По дороге офицер сверялся с электронным планом, забавно раздвигая пальцы, как если бы искал блоху в кошачьей шерсти; задавал попутные вопросы. Дотошный такой офицер. К десяти у центральных ворот подковой изгибалась рама металлоискателя, котлован засыпали, утрамбовали, и поверх подмокшего суглинка раскатали готовый газон, привезенный во влажных рулонах; на обколотую водокачку, как вуаль, накинули строительную сетку, а на ближайшей деревенской пустоши, со стороны аттракционов, образовалась вертолетная площадка.
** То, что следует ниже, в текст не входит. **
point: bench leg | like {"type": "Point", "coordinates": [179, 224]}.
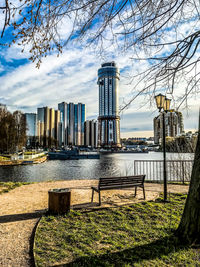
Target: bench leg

День обещал быть жарким. Над водой зависали стрекозы с желтыми пластинчатыми крыльями, тяжело дрожали тучи комаров. Подошли сотрудники усадьбы – в основном экскурсоводы и ремонтники. Цыплакова растворилась в неизвестности, на его звонки не отвечала, отца Бориса вызвали в Патриархию, и он уехал долгородским проходящим, Сёма Печонов, не глядя в глаза, вновь отпросился в Ташкент, потому что мама все-таки болеет. От начальника приютинской почты Шомер знал, что в последние два месяца Сёма постоянно, раз в неделю, отправлял маме деньги, одинаковыми порциями, по десять тысяч. "Хорошо вы платите сотрудникам, Теодор Казимирыч, может, и для меня местечко найдете?" – завистливо шутил начальник. "Он копил", – сурово отвечал Шомер. Так что из его надежных заместителей в Приютине остались только двое – Виталий Желванцов и Паша. Один потому что хозяйство за ним; другой потому что куда ему ехать. Бедный Павлуша Саларьев. Вот он, изменившийся, как будто в одночасье повзрослевший, одиноко стоит у забора, демонстрируя всеобщее радушие, а на самом деле внутренне тоскуя.

В усадьбу начали съезжаться гости. Первым явился холеный Прокимнов – на солнечно желтом "Кайене"; увидев металлическую рамку, уважительно прихмыкнул и прошел через нее в полупоклоне, как священник входит в царские врата. Эмигрантов с фиолетовыми кудельками ("ах, профессор не умеет по-французски? мы сейчас переведем профессору") подвезли на губернаторском микроавтобусе; потомки выстроились в очередь и просочились через рамку, как малышня, играющая в ручеек. Шачнев прибыл в новом двухместном "Саабе"; его сопровождал курчавый господин в жилетке и красных вельветовых джинсах. Юлик помахал приветливо Саларьеву – издалека, и прошел на ресторанную веранду, где для особо почетных гостей был выставлен отдельный чай; Павел оценил деликатность несчастного Шачнева – он отбивается от прокурорских, его прессуют из-за уехавшего Ройтмана, и Юлик никого не хочет подставлять. Шведского историка и музееведа Сольмана, приглашенного Саларьевым по блату, сопровождал какой-то розовый и чистый старичок с рассеянным сентиментальным взглядом; коллега прижимал к груди ноутбук, как мальчик в музыкальной школе прижимает нотную папку. Верховная музейная аристократия подъезжала в новых "Опелях"; городские и районные директора были на помятых "Нивах-Шевроле"; застенчивые краеведы, доставленные рейсовым автобусом, шли по хрустящим дорожкам пешком.

Шомер всех приветствовал радушно, без различия чинов и званий, и широким жестом Вакха приглашал пройти в шатры.

– Что, коллега, и выпить нальете? – сочно спросил седовласый красавец с толстой боцманской серьгой; это был Галубин, директор строгановского заповедника.

– Нет, коллега, выпить пока не налью: выпить протокол не позволяет.

– Ладно, оставайтесь с протоколом, а мы пойдем культурно разговаривать.

Красавец, подмигнув другим директорам, вытащил из заднего кармана фляжку, в алкогольном стиле Александра Третьего; все приободрились и гуртом направились в аллею, по пути язвительно вышучивая Шомера.